PHY138 - Mechanics Test

This document discusses the test of October 28, 2003. First I discuss the questions, the marking scheme, and some comments. Then I talk about the results of the test.

The Questions, Answers and Marking Scheme

You may access a pdf version of the Multiple Choice section, including the answer key, by clicking on the button to the right. File size is 247k.
multiple choice section
You may access a pdf version of the Problem by clicking on the button to the right. File size is 168k.
You may access a pdf version of the answers and marking scheme for the Problem by clicking on the button to the right. File size is 154k.
answers and marking scheme

In general the test was too long, which surprised us. We apologise.

Some student comments say that the Problem was all about material from Chapter 10 - Rotational Motion. Those students are wrong! Part A is from Chapter 4 except for last question; using the Work - Kinetic Energy theorem from Chapter 6 is an easier way to solve this problem. Part B extends Part A with material from Chapter 8, except for the last question.

I also have some specific comments about three of the Multiple Choice Questions:

Multiple-Choice Question 1

In order for the students to cross the river in the minimum time, the component of their total velocity vector pointing across the river has to be a maximum. The total velocity vector is the vector sum of the velocity of the boat relative to the water plus the the velocity of the water relative to the riverbank. Since the velocity of the water only has a component parallel to the riverbank, we can ignore it in answering the question. So we are left with the question of what orientation of the velocity of the boat has a maximum component pointing across the river.

It should be clear, then, that the answer is d: directly toward the opposite shore.

We were surprised and disappointed that only 35% of the class got this question correct.

Multiple-Choice Question 2

This was the problem about the 10 N weight hanging from a spring scale in an elevator that is accelerating upwards, and you were asked about the reading of the scale.

22% of the class chose the only answer that was less than 10N. This was the second-most popular choice, after the correct answer.
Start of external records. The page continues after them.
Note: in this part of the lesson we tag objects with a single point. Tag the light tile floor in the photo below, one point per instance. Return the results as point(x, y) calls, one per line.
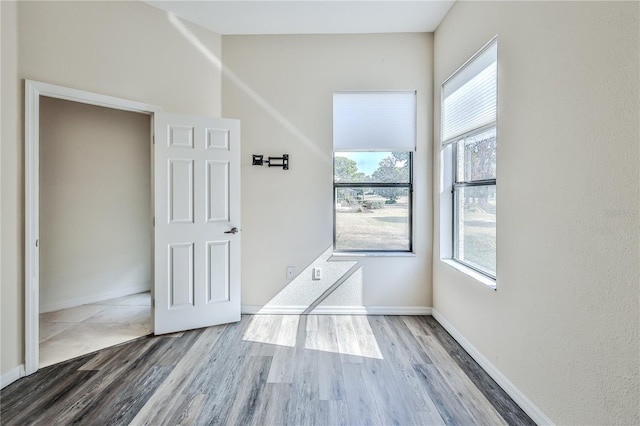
point(73, 332)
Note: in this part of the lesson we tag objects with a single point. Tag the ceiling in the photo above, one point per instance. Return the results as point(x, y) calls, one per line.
point(310, 17)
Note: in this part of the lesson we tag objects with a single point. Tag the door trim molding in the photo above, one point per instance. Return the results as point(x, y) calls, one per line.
point(33, 90)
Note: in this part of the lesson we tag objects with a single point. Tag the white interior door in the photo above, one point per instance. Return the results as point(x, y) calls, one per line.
point(197, 222)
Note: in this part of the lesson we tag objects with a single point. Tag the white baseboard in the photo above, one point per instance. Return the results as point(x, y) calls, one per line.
point(100, 297)
point(525, 403)
point(336, 310)
point(11, 376)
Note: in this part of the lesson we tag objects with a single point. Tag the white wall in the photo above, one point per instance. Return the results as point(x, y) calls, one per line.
point(95, 203)
point(124, 49)
point(11, 221)
point(563, 323)
point(281, 88)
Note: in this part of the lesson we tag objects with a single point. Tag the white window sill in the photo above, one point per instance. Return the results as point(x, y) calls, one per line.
point(343, 255)
point(482, 279)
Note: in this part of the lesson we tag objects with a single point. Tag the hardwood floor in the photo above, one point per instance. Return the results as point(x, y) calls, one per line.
point(271, 370)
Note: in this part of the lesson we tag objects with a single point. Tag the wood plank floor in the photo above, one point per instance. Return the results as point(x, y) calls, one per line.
point(271, 370)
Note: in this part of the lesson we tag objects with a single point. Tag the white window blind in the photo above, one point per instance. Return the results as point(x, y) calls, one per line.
point(374, 121)
point(470, 95)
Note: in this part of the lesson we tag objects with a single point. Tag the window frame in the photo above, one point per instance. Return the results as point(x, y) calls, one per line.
point(449, 172)
point(455, 187)
point(408, 185)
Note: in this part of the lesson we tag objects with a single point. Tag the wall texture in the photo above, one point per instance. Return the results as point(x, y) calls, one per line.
point(95, 203)
point(11, 221)
point(563, 323)
point(125, 49)
point(281, 88)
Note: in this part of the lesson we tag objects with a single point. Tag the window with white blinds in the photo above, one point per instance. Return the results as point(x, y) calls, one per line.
point(469, 96)
point(374, 121)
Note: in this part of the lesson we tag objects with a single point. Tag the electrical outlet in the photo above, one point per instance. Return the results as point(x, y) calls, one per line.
point(317, 273)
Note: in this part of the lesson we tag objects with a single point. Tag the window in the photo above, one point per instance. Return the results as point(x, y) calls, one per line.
point(374, 139)
point(469, 104)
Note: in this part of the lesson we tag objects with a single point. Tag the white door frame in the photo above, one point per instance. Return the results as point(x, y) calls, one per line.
point(33, 91)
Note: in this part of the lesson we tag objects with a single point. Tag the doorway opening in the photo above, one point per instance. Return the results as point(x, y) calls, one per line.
point(95, 228)
point(35, 92)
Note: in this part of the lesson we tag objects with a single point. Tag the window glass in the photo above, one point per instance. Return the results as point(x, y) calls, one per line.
point(469, 117)
point(378, 167)
point(476, 227)
point(372, 219)
point(477, 157)
point(372, 201)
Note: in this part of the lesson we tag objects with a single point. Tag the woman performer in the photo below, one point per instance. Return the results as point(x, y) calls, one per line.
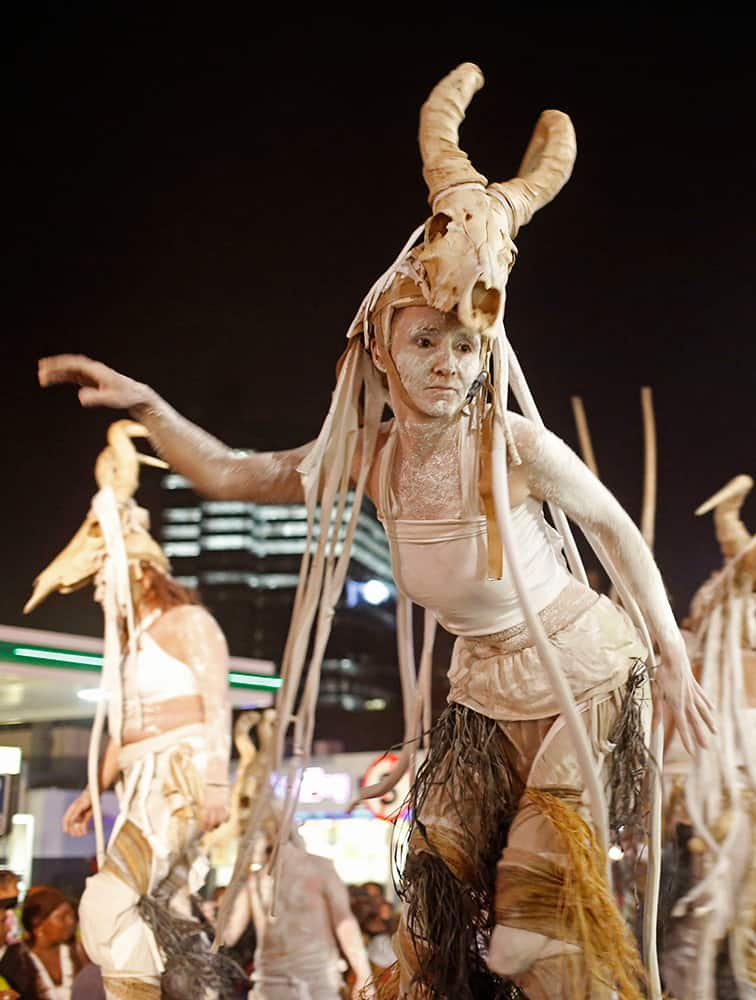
point(166, 679)
point(710, 934)
point(547, 676)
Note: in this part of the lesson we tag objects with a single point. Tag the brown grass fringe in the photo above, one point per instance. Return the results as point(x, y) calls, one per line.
point(586, 909)
point(130, 988)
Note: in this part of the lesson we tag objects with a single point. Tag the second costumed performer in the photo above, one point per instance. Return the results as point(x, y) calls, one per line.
point(505, 878)
point(165, 684)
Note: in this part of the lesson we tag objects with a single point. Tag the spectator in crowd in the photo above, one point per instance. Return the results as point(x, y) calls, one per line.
point(18, 977)
point(88, 985)
point(50, 924)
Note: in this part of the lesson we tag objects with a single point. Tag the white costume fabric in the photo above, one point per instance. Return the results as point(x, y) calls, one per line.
point(155, 837)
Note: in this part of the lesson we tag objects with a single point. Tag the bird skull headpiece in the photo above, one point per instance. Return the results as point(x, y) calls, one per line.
point(117, 475)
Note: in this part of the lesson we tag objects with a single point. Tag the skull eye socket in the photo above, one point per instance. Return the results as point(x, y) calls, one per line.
point(438, 225)
point(485, 300)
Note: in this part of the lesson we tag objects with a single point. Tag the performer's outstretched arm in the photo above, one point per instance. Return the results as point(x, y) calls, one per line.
point(214, 469)
point(76, 818)
point(203, 647)
point(555, 473)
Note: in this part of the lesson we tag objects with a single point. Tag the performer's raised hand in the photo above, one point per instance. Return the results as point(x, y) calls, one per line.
point(78, 815)
point(100, 385)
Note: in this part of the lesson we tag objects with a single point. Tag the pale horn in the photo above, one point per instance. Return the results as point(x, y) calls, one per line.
point(468, 249)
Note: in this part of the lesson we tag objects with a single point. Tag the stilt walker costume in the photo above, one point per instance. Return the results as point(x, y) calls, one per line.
point(547, 678)
point(169, 729)
point(716, 789)
point(547, 681)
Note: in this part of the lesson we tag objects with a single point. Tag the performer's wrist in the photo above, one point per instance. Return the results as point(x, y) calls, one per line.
point(145, 400)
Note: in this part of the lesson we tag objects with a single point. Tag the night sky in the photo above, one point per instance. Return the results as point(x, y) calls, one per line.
point(201, 202)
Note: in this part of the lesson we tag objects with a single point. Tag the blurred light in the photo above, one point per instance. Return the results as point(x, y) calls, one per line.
point(90, 694)
point(10, 760)
point(254, 680)
point(375, 592)
point(57, 655)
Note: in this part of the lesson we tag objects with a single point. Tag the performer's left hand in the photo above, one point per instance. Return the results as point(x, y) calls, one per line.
point(214, 807)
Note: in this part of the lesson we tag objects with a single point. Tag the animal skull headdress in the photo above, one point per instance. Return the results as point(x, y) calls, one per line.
point(117, 475)
point(467, 250)
point(462, 264)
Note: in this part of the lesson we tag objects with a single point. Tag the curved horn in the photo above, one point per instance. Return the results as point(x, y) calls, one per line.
point(732, 534)
point(545, 168)
point(444, 163)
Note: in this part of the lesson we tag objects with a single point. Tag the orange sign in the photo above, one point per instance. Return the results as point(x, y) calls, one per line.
point(388, 806)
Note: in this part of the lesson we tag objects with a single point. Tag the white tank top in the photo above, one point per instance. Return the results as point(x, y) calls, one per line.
point(442, 564)
point(160, 675)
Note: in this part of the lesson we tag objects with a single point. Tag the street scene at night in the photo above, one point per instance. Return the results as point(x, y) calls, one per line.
point(379, 620)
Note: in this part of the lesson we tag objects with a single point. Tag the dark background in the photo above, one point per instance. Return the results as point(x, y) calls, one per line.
point(201, 201)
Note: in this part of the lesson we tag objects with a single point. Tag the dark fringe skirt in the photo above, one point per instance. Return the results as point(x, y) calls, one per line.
point(448, 880)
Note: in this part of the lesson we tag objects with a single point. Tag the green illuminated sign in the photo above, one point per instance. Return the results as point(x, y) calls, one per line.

Students who chose this wrong answer were clearly not thinking about the actual situation: the answer obviously has to be greater than 10N.

Multiple-Choice Question 6

This question is very similar to the text's Quick Quiz 10.5, which we spent a fair amount of time discussing in class. We will solve the test question using similar reasoning to that we used in doing the Quick Quiz: note that the solution does not use any formulae.

First, we realise that since the change of potential energy of all 4 objects is the same, their kinetic energies will be the same at the bottom. The rotational kinetic energy is just 1/2 I omage2.

Since the kinetic energy is the same for all 4 objects, then the one with the smallest moment of inertia will have the largest angular velocity. So we need to know which object has the smallest moment of inertia.

Now, the moment of inertia is just a weighted average of all the mass of the body, where the weighting is the square of the distance of each small mass from the axis of rotation.

In the Quick Quiz we realised that the solid sphere has a smaller moment of inertia than the hollow one, since it has a larger portion of its mass at smaller distances from the axis of rotation.

We can similarly reason that the solid cylinder has a smaller moment of inertia than the hollow one.

So we now have the answer to the Question down to a choice between the solid sphere and the solid cylinder.

Imagine a "slice" of the cylinder, a thin disc. Each similar slice of the cylinder has the same moment of inertia.

The same "slices" of the sphere do not all have the same moment of inertia: the ones closer to the top and bottom of the sphere have their mass distributed closer to the axis than the slices closer to the equator of the sphere.

So, finally, the solid sphere has the smallest moment of inertia and is the answer to the question.

The most popular answer, chosen by 42% of the class, was that the angular velocities of all four objects were the same. This is obviously wrong, and we are disappointed that nearly half the class thought it was correct. The next most popular answer, chosen by only 21% of the class, was the correct one. We expected this question to be the hardest one in the Multiple Choice section, and it was. We did not expect it to be this hard, however.

Test Results

Recall that the Quiz was too easy. The Test was too hard. We will try to make subsequent Tests and the Final Exam more like the temperature of Baby Bear's porridge: just right.

1033 students wrote the test. Here are some statistics on the "raw" results:

Statistic Value
Standard Deviation

I think that this is a good class, although we are all disappointed in the results. We have rescaled the marks using the following "breakpoints:"

Raw Mark Scaled To:
test mark mapping

This leads to the following mark distributions:

Adjusted Marks
What Value
Standard Deviation
E's and F's
Adjusted mark distribution

These adjusted marks are the ones that are stored on STORM and will be used in calculating your final mark in the course without further adjustments.

Recall that only the best 3 of the 4 tests count towards your final mark in the course. Thus if you did not do as well as you could have on this test, you will still have lots of opportunities to demonstrate your understanding of the content of PHY138.